I doubt is you owned a Veyron, you would be spending your time online advertising it with stupid questions like this. 
Telephones are great inventions.
Oh and key chains are as well.


----------



## daviddepin (Jun 18, 2004)

*Re: HELP: What do you do if you lost your second ignition key? (1.8Tspeed!)*


_Quote, originally posted by *1.8Tspeed!* »_

sooo you have a prius?.. and a bugatti uh?









clearly you've never been to southern california. A super car and a hybrid are a good combo to get through traffic in the week.


----------



## rudmad (Nov 14, 2007)

sucks to own a veyron in NJ, where does the front plate go ...


----------



## PlayboyRabbit (Mar 21, 2007)

*Re: HELP: What do you do if you lost your second ignition key? (actionVR6)*

You may wanna check your local junkyards


----------



## sidot3291 (May 28, 2008)

*Re: HELP: What do you do if you lost your second ignition key? (rudmad)*


_Quote, originally posted by *rudmad* »_sucks to own a veyron in NJ, where does the front plate go ...
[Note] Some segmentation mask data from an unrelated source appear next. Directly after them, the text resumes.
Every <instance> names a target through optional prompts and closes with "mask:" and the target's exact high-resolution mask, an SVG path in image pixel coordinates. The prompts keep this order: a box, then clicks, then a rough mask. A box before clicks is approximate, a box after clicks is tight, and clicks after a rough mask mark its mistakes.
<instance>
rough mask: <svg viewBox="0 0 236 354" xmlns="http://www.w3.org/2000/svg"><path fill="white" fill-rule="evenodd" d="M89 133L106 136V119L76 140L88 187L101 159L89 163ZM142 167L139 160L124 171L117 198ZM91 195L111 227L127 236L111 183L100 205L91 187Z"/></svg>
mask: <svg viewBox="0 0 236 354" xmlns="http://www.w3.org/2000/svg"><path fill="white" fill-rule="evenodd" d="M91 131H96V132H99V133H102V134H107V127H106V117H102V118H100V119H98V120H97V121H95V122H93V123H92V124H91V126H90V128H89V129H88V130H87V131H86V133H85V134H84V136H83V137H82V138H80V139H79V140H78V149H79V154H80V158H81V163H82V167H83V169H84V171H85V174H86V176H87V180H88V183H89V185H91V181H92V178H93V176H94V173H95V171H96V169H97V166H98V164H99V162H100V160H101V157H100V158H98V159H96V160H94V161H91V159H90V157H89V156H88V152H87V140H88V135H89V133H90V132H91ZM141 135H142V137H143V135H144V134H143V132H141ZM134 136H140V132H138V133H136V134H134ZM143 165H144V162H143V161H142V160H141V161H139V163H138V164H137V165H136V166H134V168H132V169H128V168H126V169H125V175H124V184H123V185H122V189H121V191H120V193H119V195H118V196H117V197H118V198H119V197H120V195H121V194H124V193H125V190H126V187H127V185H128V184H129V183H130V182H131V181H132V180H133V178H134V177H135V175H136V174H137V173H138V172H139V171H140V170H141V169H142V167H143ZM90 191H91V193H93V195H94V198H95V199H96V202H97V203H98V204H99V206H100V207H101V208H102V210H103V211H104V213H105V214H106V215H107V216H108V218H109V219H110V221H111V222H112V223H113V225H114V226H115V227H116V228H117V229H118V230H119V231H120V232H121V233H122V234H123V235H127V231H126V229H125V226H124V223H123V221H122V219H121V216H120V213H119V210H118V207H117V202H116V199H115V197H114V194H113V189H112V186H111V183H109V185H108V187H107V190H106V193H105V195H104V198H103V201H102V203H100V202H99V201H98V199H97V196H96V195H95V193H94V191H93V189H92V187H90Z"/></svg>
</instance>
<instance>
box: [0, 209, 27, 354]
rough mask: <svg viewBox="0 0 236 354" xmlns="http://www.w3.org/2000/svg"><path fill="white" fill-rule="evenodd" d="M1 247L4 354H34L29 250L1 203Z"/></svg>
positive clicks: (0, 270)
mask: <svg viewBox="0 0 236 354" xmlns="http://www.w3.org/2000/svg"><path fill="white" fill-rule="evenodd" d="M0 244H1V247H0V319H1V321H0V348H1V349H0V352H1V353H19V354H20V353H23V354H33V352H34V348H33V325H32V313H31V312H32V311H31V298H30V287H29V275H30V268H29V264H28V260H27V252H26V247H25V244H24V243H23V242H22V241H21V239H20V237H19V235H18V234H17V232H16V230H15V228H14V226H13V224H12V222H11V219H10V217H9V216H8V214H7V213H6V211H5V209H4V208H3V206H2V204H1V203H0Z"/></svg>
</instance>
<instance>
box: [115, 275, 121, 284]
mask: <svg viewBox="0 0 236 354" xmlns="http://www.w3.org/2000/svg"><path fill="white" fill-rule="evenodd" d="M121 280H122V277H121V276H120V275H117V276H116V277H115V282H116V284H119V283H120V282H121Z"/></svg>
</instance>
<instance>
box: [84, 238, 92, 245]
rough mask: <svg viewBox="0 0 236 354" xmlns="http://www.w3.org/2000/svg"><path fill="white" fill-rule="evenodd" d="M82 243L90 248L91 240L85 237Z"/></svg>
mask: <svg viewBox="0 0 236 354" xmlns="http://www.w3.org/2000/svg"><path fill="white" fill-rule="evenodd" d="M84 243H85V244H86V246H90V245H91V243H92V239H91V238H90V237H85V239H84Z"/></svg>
Not my pic, but there's your answer


----------



## SourKrowt (Feb 24, 2009)

Maybey he stole it and cant go to a dealer to get one. Maybey he imported one illegally like a gtr skyline and cant supply a dealer with a us vin to get a key. Maybey he spent everydollar he had to get the car and has no more money like I did when I my fit from the dealer in cash. Maybey its not his and he lost the key to it sneaking it out before the owner came back. Maybey he doesnt have a dealer in his state that to source a key from like here in maryland. Maybey he was out somewhere having a good time being rich and realized he lost the floor key and now cant get home, and is to afraid to let the tow truck driver put it on a flat bed. Or maybey he faking and doesnt own a buggatti but noticed that the ignition key is a switch blade key like a VW and thought it would be a good little mod but was to ashamed to tell anybody. Maybey??????
LMFAO


----------



## SourKrowt (Feb 24, 2009)

*Re: (SourKrowt)*

















How much will you give me to get you one????? Cause they aint cheap
does any body know if you can take one apart to put a chip from a vw in it to get it to work with a vw. which is the only reason I stumbled across this thread


----------